Zu Artikel 7 (Änderung des Rechtsanwaltsvergütungsgesetzes)

Zu Nummer 1 (Änderung der Inhaltsübersicht)

Die Änderung der Inhaltsübersicht ist durch die Neufassung der Überschrift des § 46 Rechtsanwaltsvergütungsgesetz veranlasst.

Zu Nummer 2 (§ 46)

Nummer 2 beinhaltet eine Regelung der Erstattung von Dolmetscher- und Übersetzerkosten aus der Landeskasse, die in das Rechtsanwaltsvergütungsgesetz aufzunehmen ist. Bisher ist die Frage, ob durch den Anwalt verauslagte Dolmetscher- und Übersetzungskosten aus der Landeskasse unter den Voraussetzungen des § 46 Rechtsanwaltsvergütungsgesetz (früher: § 126 BRAGO) zu erstatten sind, streitig. Sie vvird überwiegend bejaht. § 46 Rechtsanwaltsvergütungsgesetz sieht daher mit Blick auf Fälle grenzüberschreitender Beratungs- und Prozesskostenhilfe vor, dass eine gerichtliche Feststellung der Erforderlichkeit auch für andere Auslagen als Reisekosten getroffen werden kann. Eine entsprechende Regelung besteht bereits in § 46 Abs. 2 Satz 3 Rechtsanwaltsvergütungsgesetz (früher § 97 Abs. 2 Satz 2, 2. HS BRAGO) für den Bereich der Pflichtverteidigung. Die Möglichkeit einer allgemeinen Vorabentscheidung über die Frage der Erstattungsfähigkeit von Auslagen wird für die unbemittelte Partei zu einem erheblichen Zuwachs an Rechtssicherheit beitragen. Für den die Beratungshilfe durchführenden Anwalt wird zudem die Möglichkeit einer Voranfrage das Kostenausfallrisiko beseitigen können.
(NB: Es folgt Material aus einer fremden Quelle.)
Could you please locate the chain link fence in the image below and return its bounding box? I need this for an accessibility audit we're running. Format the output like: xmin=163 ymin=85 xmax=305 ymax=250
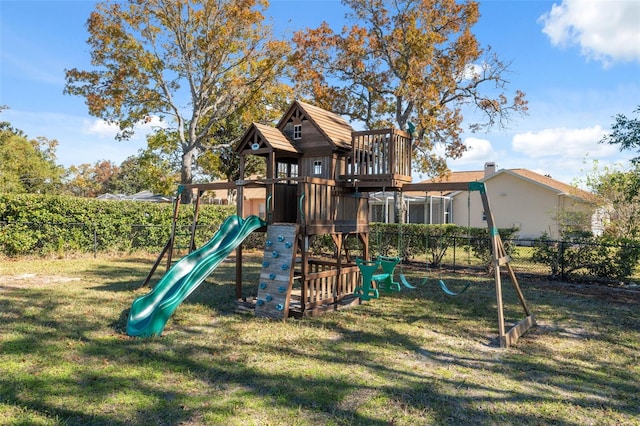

Zu Artikel 8 (Neufassung des Beratungshilfegesetzes)

Da das Beratungshilfegesetz in größerem Umfang geändert werden soll, sieht Artikel 6 eine Bekanntrnachungserlaubnis vor.

Zu Artikel 9 (Inkrafttreten)

Das Gesetz soll am 30. November 2004 in Kraft treten, weil die Richtlinie in Artikel 21 Abs. 1 Satz 1 die Mitgliedstaaten bis zu diesem Zeitpunkt zur Umsetzung ihrer wesentlichen Teile verpflichtet. Ein Bedarf, die längere Umsetzungsfrist im Bereich der vorprozessualen Rechtsberatung im Hinblick auf eine außergerichtliche Streitbeilegung auszuschöpfen, besteht für Deutschland nicht.